Depuis ses débuts, l’Église a choisi la voie d’une inculturation profonde au sein de la société laotienne, adaptant avec souplesse les rites liturgiques pour les harmoniser avec les coutumes locales. Les pratiques traditionnelles indigènes sont célébrées au sein de l’Église avec une signification sacrée renouvelée. Par exemple, la cérémonie Sou Khwan (ou Baci) est utilisée pour demander la bénédiction de Dieu lors d’événements importants tels que les funérailles et les mariages. Bun Jaek est un rite qui consiste à se souvenir des défunts trois ans après leur décès, en priant pour la miséricorde de Dieu et le salut de leur âme. C’est également l’occasion pour la famille d’accomplir des actes méritoires, de faire des offrandes à l’Église, d’aider les pauvres et de vivre un esprit de compassion et de partage avec la communauté.
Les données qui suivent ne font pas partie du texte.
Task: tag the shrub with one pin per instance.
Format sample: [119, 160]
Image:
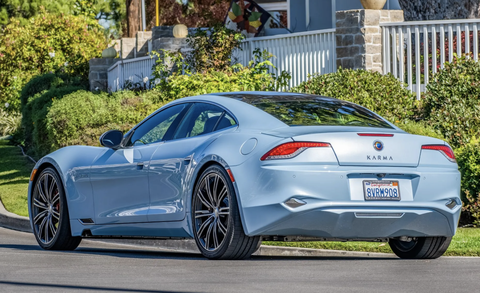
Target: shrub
[452, 101]
[383, 94]
[419, 128]
[47, 42]
[212, 48]
[468, 159]
[82, 116]
[471, 210]
[174, 83]
[34, 116]
[9, 122]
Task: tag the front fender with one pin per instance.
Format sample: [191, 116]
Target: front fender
[73, 166]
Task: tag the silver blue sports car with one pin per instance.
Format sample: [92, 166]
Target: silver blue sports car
[233, 169]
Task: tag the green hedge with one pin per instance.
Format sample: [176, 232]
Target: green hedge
[452, 101]
[420, 128]
[81, 117]
[383, 94]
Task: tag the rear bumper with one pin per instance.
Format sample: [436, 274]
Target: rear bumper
[354, 223]
[335, 206]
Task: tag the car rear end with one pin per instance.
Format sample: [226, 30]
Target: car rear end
[347, 180]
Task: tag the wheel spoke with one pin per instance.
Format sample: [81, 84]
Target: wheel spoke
[208, 235]
[56, 198]
[222, 195]
[56, 215]
[41, 227]
[202, 198]
[45, 229]
[52, 227]
[209, 192]
[40, 191]
[221, 227]
[203, 226]
[45, 188]
[224, 211]
[40, 216]
[51, 189]
[215, 236]
[214, 191]
[39, 204]
[203, 213]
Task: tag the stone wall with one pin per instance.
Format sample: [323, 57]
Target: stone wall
[97, 77]
[170, 44]
[359, 37]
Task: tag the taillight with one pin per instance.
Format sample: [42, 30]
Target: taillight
[444, 149]
[291, 149]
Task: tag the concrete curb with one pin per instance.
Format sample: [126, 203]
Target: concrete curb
[19, 223]
[13, 221]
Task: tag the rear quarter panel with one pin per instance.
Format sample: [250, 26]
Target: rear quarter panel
[73, 165]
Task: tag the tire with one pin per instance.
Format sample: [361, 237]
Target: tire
[217, 226]
[49, 213]
[420, 247]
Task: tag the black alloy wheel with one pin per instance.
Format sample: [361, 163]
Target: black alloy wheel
[216, 220]
[420, 247]
[49, 213]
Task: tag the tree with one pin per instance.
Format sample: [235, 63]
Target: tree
[47, 42]
[439, 9]
[192, 13]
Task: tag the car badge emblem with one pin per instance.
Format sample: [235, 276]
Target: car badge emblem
[378, 145]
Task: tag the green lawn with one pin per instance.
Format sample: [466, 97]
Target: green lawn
[465, 243]
[15, 172]
[14, 175]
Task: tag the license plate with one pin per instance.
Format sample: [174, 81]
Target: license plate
[381, 190]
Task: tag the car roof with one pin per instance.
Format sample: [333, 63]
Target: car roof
[248, 116]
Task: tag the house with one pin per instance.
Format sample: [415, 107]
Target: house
[309, 15]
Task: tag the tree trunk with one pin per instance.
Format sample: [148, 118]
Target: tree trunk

De nombreux termes empruntés au bouddhisme sont utilisés pour rapprocher la foi catholique du cœur des gens d’une manière naturelle et simple qui correspond à leur vie modeste et humble. Par exemple, les titres traditionnellement réservés aux moines sont également utilisés pour désigner les prêtres et les évêques (Phra Song, Sangkarat, Nak Buat).

La formation des vocations locales est considérée comme une priorité absolue. Au départ, les séminaristes laotiens étaient envoyés en Thaïlande, au Vietnam et dans d’autres pays pour y suivre leur formation. Ce n’est qu’en 1998 que le premier grand séminaire national a été créé depuis les événements de 1975, devenant le berceau de la formation des prêtres pour l’Église laotienne. Le processus de formation sacerdotale comprend trois étapes : un petit séminaire pour les lycéens, un séminaire intermédiaire de deux ans et un grand séminaire pour compléter la formation. Parallèlement, des congrégations religieuses se sont également développées, combinant formation locale et formation à l’étranger, contribuant ainsi à diversifier les missions de service au sein de l’Église.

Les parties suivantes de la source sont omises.